Face-On Orientation Matches Vertical Organic Electrochemical Transistors for High Transconductance and Superior Non-Volatility

The recently developed vertical structure of organic electrochemical transistors (OECTs) can integrate volatile (sensing) and non-volatile (memory) functions into one reconfigurable device, making it highly promising. However, compared with the conventional planar OECT (c-OECT), the understanding of vertical OECT (v-OECT) working principles and device engineering strategies is still lacking, impeding rational optimization. Since a major difference between c- and v-OECTs is their charge transport directionality, which is highly influenced by crystallite orientations, the orientation–device structure match thus becomes an important yet outstanding topic for OECTs.
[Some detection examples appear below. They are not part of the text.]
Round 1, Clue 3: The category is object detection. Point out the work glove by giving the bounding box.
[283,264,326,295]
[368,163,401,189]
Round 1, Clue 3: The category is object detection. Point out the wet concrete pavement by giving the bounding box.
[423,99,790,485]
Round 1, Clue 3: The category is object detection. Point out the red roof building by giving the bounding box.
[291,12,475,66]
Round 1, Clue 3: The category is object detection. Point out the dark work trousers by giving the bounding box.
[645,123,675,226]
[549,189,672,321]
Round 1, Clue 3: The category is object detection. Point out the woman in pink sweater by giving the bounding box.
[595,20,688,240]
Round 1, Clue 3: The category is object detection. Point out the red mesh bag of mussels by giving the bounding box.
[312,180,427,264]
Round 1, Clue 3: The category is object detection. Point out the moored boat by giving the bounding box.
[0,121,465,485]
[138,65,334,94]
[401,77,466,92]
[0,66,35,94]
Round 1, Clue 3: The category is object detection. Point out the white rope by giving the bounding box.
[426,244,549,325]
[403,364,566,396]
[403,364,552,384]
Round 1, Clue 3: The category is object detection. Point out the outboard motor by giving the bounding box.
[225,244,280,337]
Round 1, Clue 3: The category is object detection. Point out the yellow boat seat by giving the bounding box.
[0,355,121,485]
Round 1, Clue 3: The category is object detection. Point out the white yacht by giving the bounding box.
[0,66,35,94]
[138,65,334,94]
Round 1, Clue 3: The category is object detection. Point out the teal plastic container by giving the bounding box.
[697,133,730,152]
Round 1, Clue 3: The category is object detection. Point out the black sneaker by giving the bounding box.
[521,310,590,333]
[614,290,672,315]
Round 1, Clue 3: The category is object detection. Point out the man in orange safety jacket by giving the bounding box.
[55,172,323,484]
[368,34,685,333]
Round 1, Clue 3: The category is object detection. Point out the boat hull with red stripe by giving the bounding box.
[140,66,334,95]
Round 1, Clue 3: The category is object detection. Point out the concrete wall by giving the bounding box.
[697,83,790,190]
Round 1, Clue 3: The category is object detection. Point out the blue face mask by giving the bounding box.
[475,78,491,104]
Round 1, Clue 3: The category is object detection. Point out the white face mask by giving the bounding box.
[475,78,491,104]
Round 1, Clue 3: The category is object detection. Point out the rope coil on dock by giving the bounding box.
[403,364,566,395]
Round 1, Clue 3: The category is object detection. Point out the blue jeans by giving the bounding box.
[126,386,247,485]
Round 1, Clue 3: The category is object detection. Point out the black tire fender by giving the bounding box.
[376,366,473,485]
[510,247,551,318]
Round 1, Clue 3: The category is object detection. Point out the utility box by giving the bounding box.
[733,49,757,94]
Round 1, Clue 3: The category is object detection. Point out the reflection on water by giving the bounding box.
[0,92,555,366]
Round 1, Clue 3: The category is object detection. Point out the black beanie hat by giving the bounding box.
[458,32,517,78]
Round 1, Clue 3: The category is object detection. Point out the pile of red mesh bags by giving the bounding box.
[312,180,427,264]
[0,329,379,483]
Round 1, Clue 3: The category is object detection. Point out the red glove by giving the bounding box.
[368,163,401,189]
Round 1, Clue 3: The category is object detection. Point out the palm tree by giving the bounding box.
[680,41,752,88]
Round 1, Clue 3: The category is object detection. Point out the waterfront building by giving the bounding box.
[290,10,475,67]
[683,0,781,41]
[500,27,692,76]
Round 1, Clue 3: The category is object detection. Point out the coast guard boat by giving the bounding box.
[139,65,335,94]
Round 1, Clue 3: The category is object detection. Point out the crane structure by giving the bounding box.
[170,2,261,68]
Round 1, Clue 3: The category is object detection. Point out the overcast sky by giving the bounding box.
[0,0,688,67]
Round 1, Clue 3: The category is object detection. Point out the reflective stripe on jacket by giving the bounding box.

Herein, using a newly synthesized n-type small molecule IDIC-MEG, we investigate how much impact such a match can have on OECT performance. The IDIC-MEG c-OECT fails to work due to the seriously hindered in-plane electron transport by face-on orientation. Surprisingly, simply changing the device structure from planar to vertical allows the resultant v-OECT to exhibit the highest reported transconductance (46.3 mS) among all small-molecule OECTs, thanks to the match between face-on orientation and the vertical structure. Such a match also leads to excellent non-volatility, including good conductance state retention, highly predictable programmability, and nice operational stability. This work, for the first time, explicitly demonstrates the significance of orientation–device structure match for OECT optimization. We envisage that this device engineering strategy may provide a new pathway to achieve high-performance, reconfigurable v-OECTs for homogenous in-memory sensing and computing systems, which entail volatile and non-volatile functions alike.